The Austrians responded enthusiastically to the decorative artifice of Art Nouveau, and Klimt is almost artifice incarnate.
He painted large ornamental friezes of allegorical scenes, and produced fashionable portraits, uniting the stylized shapes and unnatural colors of Symbolism with his own essentially harmonious concept of beauty.
The Kiss is a fascinating icon of the loss of self that lovers experience. Only the faces and hands of this couple are visible; all the rest is great swirl of gold, studded with colored rectangles as if to express visually the emotional and physical explosion of erotic love.
THE KISS
1907-08 (100 Kb); 180 x 180 cm (71 x 71 in); Österreichisches Galerie Wien, Vienna
Man leaning over and kissing kneeling woman. All shrouded in symbolically patterned gold. A bed of flowers below them.
I prefer the landscapes
I agree with you. This painting makes me uncomfortable - to me it seems like she is being smothered. Perhaps I'm projecting here.....
This does not seem very Art Nouveau-ish to me either.
His landscapes are a bit more in the Art Nouveau mold to me than "The Kiss".
That's from his "Alma" series....she 's his wife...check out the one with sunflowers..it's stunning..I'm looking at it as as I type..
I'd rather have him kiss me than, say, Paul Begala....or ((((shiver))) liver lips AlGore.
Leni
=^D
I've always felt that The Kiss (posted by Liz earlier) creates that sinking feeling of falling in love. The lady is in love and sinking down in that way. I've never thought of it in terms of losing one's identity, but I can see that now. (Although a wise friend of mine said once that marriage--and love--is not a 50/50 proposition, but 100/100 effort. You have to make 100% effort to make that other person become the best he or she can be.)

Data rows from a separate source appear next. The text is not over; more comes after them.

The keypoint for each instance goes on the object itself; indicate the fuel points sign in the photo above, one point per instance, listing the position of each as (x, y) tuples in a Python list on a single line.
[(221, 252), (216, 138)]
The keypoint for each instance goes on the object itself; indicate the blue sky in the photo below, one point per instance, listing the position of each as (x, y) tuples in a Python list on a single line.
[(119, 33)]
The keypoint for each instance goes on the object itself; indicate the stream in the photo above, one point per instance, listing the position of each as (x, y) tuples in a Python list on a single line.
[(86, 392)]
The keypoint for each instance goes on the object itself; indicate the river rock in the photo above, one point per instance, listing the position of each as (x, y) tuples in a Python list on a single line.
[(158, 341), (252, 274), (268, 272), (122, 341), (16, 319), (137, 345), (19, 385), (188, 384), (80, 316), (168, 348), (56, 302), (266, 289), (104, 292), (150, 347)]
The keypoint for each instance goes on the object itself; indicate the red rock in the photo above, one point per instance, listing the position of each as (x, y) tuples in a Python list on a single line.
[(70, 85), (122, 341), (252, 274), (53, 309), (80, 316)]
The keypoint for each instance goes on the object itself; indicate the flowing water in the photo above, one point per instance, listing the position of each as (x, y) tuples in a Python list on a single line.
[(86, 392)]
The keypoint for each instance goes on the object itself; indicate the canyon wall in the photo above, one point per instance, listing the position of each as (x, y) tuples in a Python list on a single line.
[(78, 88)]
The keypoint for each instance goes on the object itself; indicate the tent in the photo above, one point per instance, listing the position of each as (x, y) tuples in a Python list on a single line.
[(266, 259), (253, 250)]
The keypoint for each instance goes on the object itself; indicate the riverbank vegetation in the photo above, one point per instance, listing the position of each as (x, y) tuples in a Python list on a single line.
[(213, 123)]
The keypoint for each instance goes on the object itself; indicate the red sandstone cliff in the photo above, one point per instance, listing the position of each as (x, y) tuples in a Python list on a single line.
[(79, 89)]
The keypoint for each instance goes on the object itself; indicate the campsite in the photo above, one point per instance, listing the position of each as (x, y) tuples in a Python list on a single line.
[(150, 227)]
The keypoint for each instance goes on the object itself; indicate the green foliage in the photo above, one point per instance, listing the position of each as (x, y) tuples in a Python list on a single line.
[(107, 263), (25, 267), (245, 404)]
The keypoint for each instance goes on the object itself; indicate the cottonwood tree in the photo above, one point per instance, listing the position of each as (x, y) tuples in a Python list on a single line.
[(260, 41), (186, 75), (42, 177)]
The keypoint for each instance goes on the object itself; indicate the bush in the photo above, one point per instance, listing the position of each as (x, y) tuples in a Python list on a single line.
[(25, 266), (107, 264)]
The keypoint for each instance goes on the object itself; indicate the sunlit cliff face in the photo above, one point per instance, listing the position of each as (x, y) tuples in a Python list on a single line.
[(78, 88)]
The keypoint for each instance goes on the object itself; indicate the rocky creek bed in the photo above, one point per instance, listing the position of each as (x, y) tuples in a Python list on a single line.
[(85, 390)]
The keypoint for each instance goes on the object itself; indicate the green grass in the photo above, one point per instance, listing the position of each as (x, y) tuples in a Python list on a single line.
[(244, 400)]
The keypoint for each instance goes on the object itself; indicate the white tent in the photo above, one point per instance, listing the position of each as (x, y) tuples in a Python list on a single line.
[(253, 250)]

Here's Klimt's Life and Death. I've always liked the contrast of right vs. left sides. (That's not political rights and lefts, folks.)
I like it. It is hard to describe in words, just like a real kiss
This landscape is nice.
They are not having sex on the right. It's a symbolic grouping everyone: old and young, male and female. Whom will Death get next? And they are all asleep, and oblivious.
Did you have to go there???? Eeeewwwwww.....
That's another comparison I hadn't considered.
But she's not looking at him. She's turned her face so he's kissing her cheek and not on the lips. To me that connotes someone who is being smothered/overwhelmed.
To me, if she really was in love - the weak-in-the-knees, butterlies inside - kind of love, she'd be gazing at him - not turning her face from him.
Lurking behind them is Death (or the Devil ?) waiting to snatch them to his realm.
But they are protected by a shield of Crucifixes keeping the creature from stealing them.
This painting is a beautifully-executed and very emotional piece of art if one studies it. Note the almost hidden faces of some young girls around the periphery of the nestling group.
Leni
I'm shocked it took 26 posts before someone posted that quote.
The Kiss is one of those paintings in which observers are expected to lose themselves, to give themselves over to the mood the artist has deftly created with his brush strokes, a mood which commands the canvas. The work is intended to transfix viewers; extravagant embellishments serve to emphasize the mood.
It's a symbolic grouping everyone: old and young, male and female. Whom will Death get next?
Et in Arcadia ego.
Even in paradise, I death hold sway.